We moeten het dringend over plagiaat hebben

Na enkele recente voorvallen in de circuswereld – waar het op zijn minst rook naar plagiaat – is het hoog tijd om het concept eens grondig onder de loep te nemen. Stijn Michielsen, juridisch adviseur bij Cultuurloket, loodst ons door de belangrijkste begrippen en mogelijkheden om jezelf als artiest te beschermen.

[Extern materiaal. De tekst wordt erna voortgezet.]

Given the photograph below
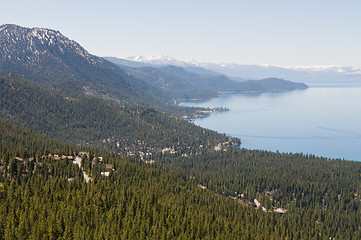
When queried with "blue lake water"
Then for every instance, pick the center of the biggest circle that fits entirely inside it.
(321, 121)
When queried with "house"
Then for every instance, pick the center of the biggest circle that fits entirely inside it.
(280, 210)
(109, 166)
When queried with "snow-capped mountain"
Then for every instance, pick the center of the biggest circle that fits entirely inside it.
(313, 75)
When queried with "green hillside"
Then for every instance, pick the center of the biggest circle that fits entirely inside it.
(94, 121)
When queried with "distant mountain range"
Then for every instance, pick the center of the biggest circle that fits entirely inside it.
(197, 82)
(311, 75)
(52, 60)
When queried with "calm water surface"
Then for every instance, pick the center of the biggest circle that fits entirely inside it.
(321, 121)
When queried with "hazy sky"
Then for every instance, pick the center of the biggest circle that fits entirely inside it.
(308, 32)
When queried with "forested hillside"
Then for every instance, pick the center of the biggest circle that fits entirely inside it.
(88, 152)
(97, 122)
(45, 197)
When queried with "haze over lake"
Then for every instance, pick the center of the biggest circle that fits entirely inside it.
(324, 121)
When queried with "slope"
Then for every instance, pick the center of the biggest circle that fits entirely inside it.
(90, 120)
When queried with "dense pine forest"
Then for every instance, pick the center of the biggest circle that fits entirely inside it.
(86, 153)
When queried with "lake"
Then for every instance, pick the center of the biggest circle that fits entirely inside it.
(324, 121)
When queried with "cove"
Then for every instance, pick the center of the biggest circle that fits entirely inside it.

Eerst en vooral, wat is plagiaat?

Stijn Michielsen: “Het is belangrijk om het verschil met auteursrecht scherp te stellen. Plagiaat kan namelijk een inbreuk op het auteursrecht zijn, maar dat is niet steeds het geval. Plagiaat betekent letterlijk: het zich toe-eigenen van het geestelijk werk van iemand anders en het als eigen werk openbaar maken. Maar ideeën zijn niet beschermd in het auteursrecht. Als je dus iemand zijn gedachte laat doorgaan voor jouw gedachte dan kan dit wel plagiaat zijn, maar geen inbreuk op het auteursrecht. Plagiaat van een idee kan onethisch zijn en het vertrouwen schaden, maar dat is op zich niet verboden, tenzij je een vertrouwelijkheidsclausule of overeenkomst hebt afgesloten en die geschonden blijkt – dan kan je de contractuele aansprakelijkheid van de tegenpartij inroepen. Het auteursrecht beschermt enkel auteursrechtelijk beschermde werken die origineel en in een concrete vorm zijn uitgedrukt. Eigent iemand je gecreëerde circusvoorstelling zonder toestemming toe en maakt die de voorstelling publiek, dan kan je zowel spreken van plagiaat als een inbreuk op het auteursrecht.”

Welke vormen van auteursrecht bestaan er?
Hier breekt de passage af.